Jesús no tiene miedo frente a la lepra. Él se acerca y se deja conmover por el sufrimiento de este hombre. Jesús no es indiferente frente al sufrimiento. Él se hiso hombre para “tocar nuestro dolor”, y de esa forma, poder curarlo. Al leproso no lo curó de lejos, podría haberlo hecho, sin embargo lo “tocó”, se puso en riesgo. Es que, en el fondo, esa era la única forma posible de “encontrarse” con Él, de reconocerlo en su dignidad, de abrazarlo como hermano, de “curarlo”. No había que curar solamente las heridas de la lepra, había que curar las heridas de la dignidad herida. Y para eso, el camino es encontrarse.


Dos preguntas podemos hacernos frente a este Evangelio.
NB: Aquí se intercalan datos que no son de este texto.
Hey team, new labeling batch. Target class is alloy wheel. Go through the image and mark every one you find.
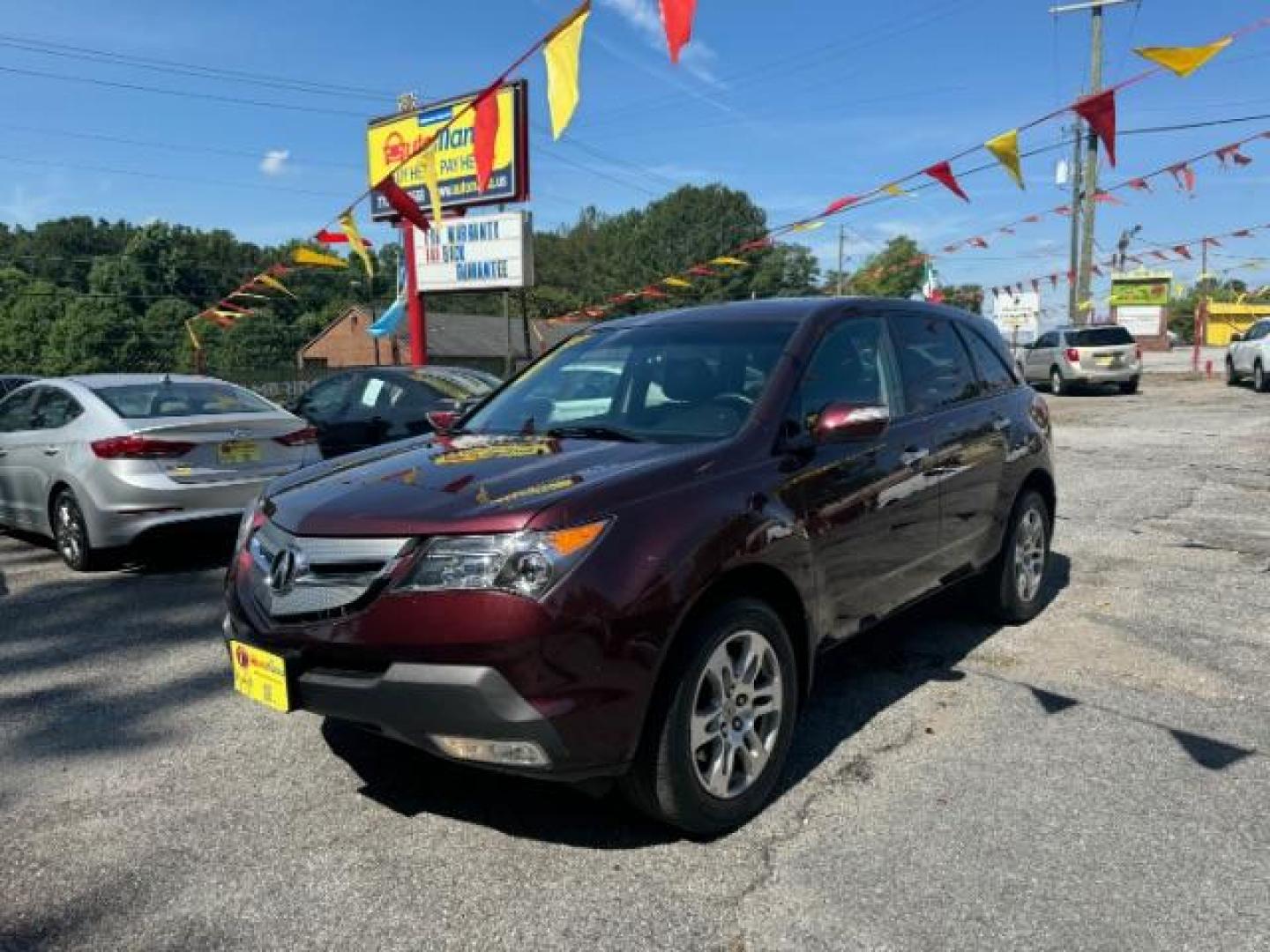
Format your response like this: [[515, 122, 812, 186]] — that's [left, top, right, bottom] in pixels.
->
[[1015, 509, 1045, 602], [688, 629, 785, 800], [56, 496, 87, 565]]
La primera sería a nivel personal: ¿Cuáles son mis “lepras”? ¿Se reconocerlas? ¿Qué cosas mías me hacen sentir “excluido de la misericordia de Dios”? ¿Lo dejo a Jesús que “toque”, o mi orgullo me hace esconder la herida? El corazón de Jesús se conmueve frente a lo que nos hiere y quiere “curarnos”, pero para eso es necesario pedírselo al Señor: “Si quieres, puedes purificarme”.


La segunda sería: ¿Qué hago yo frente a la “lepra” de mi prójimo? ¿Busco la forma de ponerme al servicio de los “heridos”? ¿o me justifico, con diferentes excusas, para no “hacerme cargo”, para no “tocar las heridas”, para no encontrarme? Jesús me espera ahí para regalarme algo especial. Pero para encontrarlo tengo que arriesgarme.


Pidámosle al Señor que nos dé “coraje”. Coraje para reconocer nuestras propias heridas, nuestras “lepras”. Coraje para ponerlas delante de su misericordia. Coraje para salir de nosotros mismos y ponernos al servicio de otros que nos necesitan.